Hengaw and Iranian civilian population
Hengaw and Iranian civilian population
Iranians face an internet capped at 40 per cent by hardware their president cannot dismantle, field killings that leave no court record, and judicial executions running in parallel; Hengaw, based in Norway, is the primary remaining monitor of a repression system the IRGC is deliberately moving beyond auditable records. The real toll is higher than any single monitor's count.
China
China
China supplied deep-packet-inspection hardware that caps Iran's internet at 40 per cent and enables an instant on-demand blackout, and was barred by Trump as a potential HEU custodian on 27 May.
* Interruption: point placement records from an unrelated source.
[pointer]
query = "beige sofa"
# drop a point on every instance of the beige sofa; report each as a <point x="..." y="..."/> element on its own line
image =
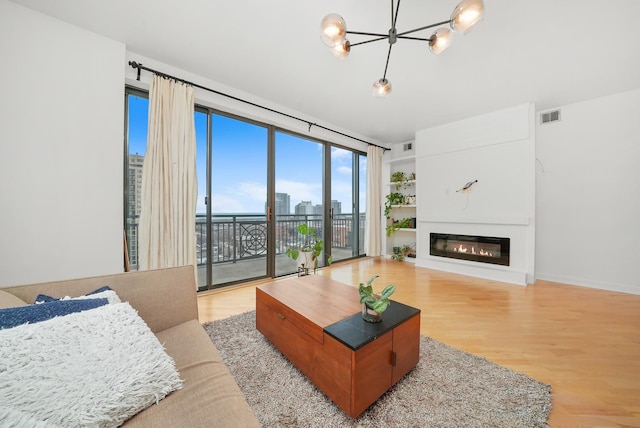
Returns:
<point x="166" y="300"/>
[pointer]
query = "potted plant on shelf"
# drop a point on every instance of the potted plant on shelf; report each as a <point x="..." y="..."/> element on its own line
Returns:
<point x="402" y="252"/>
<point x="392" y="199"/>
<point x="373" y="305"/>
<point x="401" y="179"/>
<point x="309" y="251"/>
<point x="404" y="223"/>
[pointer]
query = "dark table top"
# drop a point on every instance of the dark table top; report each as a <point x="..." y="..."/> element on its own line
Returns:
<point x="355" y="332"/>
Beijing gains from Iran's continued non-alignment with the West while the DPI sale extends Chinese surveillance-technology exports as a geopolitical instrument.
Pakistan
Pakistan
Foreign Minister Ishaq Dar met Rubio in Washington on 29 May, formally inheriting the role of sole active mediator after Oman's forced withdrawal. Pakistan lacks Oman's banking infrastructure for frozen-asset routing and carries its own regional stakes, making it a less structurally neutral broker for the Qatar-held $12 billion sequencing.
Kuwait
Kuwait
Kuwait invoked Article 51 of the UN Charter after absorbing an Iranian ballistic-missile strike on Ali Al Salem Air Base on 28 May, becoming the first Gulf state to make a formal individual self-defence claim in the war. The invocation creates a legal record enabling a future bilateral defence-pact activation without yet triggering it.
Oman
Oman
Oman denied any Hormuz toll plan within hours of Bessent's 28 May threat, absorbing a sanctions warning from the country it has brokered for since 1981. The rapid capitulation preserved the channel formally, but Tehran now knows Washington will threaten its own mediator, which changes Muscat's calculus on how far it can lean into any joint-management architecture.